Сам Нерон чувствовал, что все прочие, не скупясь на преувеличенные восхваления, думают только о самих себе, один лишь Петроний занят поэзией ради самой поэзии, один он понимает ее, и если что-то похвалит, то уж наверняка эти стихи достойны похвалы. И мало-помалу император вступил с ним в беседу и в легкий спор, и, когда Петроний высказал сомнение относительно какого-то оборота, Нерон сказал:
— Вот увидишь в последней песне, почему я его употребил.
«Ах, — подумал Петроний, — стало быть, я дождусь последней песни».
Не один из присутствовавших, слыша это, говорил себе:
«Горе мне! Имея впереди столько времени, Петроний может снова войти в милость и свергнуть даже Тигеллина».
И потихоньку они стали придвигаться к нему. Но конец вечера оказался менее счастливым — когда Петроний прощался с императором, тот, со злорадным выражением лица прищурив глаза, вдруг спросил:
— А почему Виниций не пришел?
Будь у Петрония уверенность, что Виниций с Лигией уже за городскими воротами, он бы ответил: «С твоего позволения он женился и уехал». Но, видя странную усмешку Нерона, Петроний сказал:
— Твое приглашение, божественный, не застало его дома.
— Передай ему, что я буду рад его видеть, — молвил Нерон, — и скажи от моего имени, чтобы он не пропустил игр, в которых выступят христиане.
Петрония слова эти встревожили, ему почудился в них прямой намек на Лигию. Усевшись в носилки, он приказал нести себя домой еще быстрее, чем утром. Однако это было нелегко. Перед домом Тиберия собралась большая, шумная толпа пьяных, только эти не пели и не плясали, и вид у них был возбужденный. Издали доносились какие-то крики — а что кричали, Петроний не сразу понял, — они становились все громче, все неистовей, пока не слились в один дикий вопль:
— Христиан ко львам!
Роскошные носилки придворных двигались среди воющей этой толпы. Из глубины черневших пожарищами улиц появлялись все новые пьяные ватаги, которые, услышав клич, подхватывали его. Из уст в уста передавали, что облава продолжается с полудня, что схвачено уже множество поджигателей, — и вскоре по новопроложенным и старым улицам, по загроможденным руинами закоулкам, вокруг Палатина, по всем холмам и во всех садах, во всем Риме от края и до края, гремел все более оглушительный клич:
— Христиан ко львам!
— Стадо! — с презрением повторял Петроний. — Народ, достойный своего императора!

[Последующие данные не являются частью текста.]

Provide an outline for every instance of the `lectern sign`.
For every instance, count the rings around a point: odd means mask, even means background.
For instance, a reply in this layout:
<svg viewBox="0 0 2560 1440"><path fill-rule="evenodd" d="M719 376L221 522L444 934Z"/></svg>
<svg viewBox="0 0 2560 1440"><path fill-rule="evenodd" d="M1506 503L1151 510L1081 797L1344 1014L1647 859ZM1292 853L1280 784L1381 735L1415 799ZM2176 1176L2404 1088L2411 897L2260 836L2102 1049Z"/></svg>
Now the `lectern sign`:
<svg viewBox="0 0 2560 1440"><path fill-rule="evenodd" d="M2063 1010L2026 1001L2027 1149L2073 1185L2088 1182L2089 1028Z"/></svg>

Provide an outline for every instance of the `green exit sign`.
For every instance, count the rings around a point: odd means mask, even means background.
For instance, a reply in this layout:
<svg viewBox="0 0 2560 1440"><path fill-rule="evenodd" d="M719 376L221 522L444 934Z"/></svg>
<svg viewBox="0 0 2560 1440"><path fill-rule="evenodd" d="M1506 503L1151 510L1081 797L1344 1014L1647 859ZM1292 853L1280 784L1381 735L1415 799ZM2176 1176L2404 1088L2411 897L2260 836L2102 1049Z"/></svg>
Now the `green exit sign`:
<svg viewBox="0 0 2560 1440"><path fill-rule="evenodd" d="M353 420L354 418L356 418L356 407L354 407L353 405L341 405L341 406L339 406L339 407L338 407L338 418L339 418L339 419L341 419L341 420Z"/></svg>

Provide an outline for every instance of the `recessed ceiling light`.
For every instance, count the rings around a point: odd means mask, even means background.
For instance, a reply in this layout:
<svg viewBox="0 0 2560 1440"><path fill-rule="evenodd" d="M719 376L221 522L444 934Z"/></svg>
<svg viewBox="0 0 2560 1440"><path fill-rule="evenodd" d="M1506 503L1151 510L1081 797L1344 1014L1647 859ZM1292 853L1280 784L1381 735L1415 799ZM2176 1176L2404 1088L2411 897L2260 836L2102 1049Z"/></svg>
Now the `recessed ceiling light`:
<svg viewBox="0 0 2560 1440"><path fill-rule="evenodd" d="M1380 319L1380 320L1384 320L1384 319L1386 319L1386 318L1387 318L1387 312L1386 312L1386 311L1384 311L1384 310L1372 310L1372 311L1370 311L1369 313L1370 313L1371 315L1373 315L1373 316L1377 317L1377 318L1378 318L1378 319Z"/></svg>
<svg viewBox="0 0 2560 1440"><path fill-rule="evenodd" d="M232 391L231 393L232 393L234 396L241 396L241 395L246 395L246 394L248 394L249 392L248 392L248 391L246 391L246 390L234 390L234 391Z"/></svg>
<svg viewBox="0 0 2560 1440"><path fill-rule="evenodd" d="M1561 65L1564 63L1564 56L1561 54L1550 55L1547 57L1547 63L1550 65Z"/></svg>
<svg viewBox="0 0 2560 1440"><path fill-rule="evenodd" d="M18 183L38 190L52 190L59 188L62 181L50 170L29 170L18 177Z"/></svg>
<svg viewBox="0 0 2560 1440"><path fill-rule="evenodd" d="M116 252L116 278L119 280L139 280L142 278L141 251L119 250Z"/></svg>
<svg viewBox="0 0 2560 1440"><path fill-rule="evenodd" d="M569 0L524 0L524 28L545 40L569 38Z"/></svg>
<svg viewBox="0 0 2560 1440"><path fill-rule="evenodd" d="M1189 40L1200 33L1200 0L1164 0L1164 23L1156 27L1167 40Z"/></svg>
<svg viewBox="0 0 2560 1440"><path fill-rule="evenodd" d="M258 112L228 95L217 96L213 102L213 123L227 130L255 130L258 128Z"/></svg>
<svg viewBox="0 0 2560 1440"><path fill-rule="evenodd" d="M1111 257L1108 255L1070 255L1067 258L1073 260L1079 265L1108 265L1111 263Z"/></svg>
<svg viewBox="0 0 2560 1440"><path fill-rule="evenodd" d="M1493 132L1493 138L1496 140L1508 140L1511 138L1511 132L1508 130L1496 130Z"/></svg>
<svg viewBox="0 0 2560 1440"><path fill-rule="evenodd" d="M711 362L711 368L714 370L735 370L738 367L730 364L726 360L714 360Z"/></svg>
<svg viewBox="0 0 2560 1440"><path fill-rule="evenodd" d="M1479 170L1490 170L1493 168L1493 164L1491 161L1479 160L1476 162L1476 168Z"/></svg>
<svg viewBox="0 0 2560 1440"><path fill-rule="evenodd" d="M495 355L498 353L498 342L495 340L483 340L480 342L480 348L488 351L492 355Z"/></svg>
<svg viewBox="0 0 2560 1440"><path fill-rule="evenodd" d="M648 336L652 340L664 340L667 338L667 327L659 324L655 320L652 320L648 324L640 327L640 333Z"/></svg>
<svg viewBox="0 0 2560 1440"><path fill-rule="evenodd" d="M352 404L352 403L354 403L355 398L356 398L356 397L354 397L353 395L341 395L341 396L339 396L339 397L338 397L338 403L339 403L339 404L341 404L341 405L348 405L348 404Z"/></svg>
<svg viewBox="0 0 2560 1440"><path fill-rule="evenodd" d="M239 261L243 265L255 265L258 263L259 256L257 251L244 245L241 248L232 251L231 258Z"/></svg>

И он задумался над тем, что этот мир, основанный на насилии и такой жестокости, на какую даже варвары не были способны, мир, погрязший в преступлениях и диком разврате, не может устоять. Рим был владыкой мира, но также язвой мира. От него несло трупным зловонием. На этой прогнившей жизни лежала тень смерти. Не раз толковали об этом между собою августианы, но никогда еще Петроний так остро не сознавал, что горделивая колесница с триумфатором Римом, влачащая за собою сонмы народов в цепях, катится в бездну. Жизнь мировластительного города явилась ему какой-то шутовской пляской, какой-то оргией, которой скоро придет конец.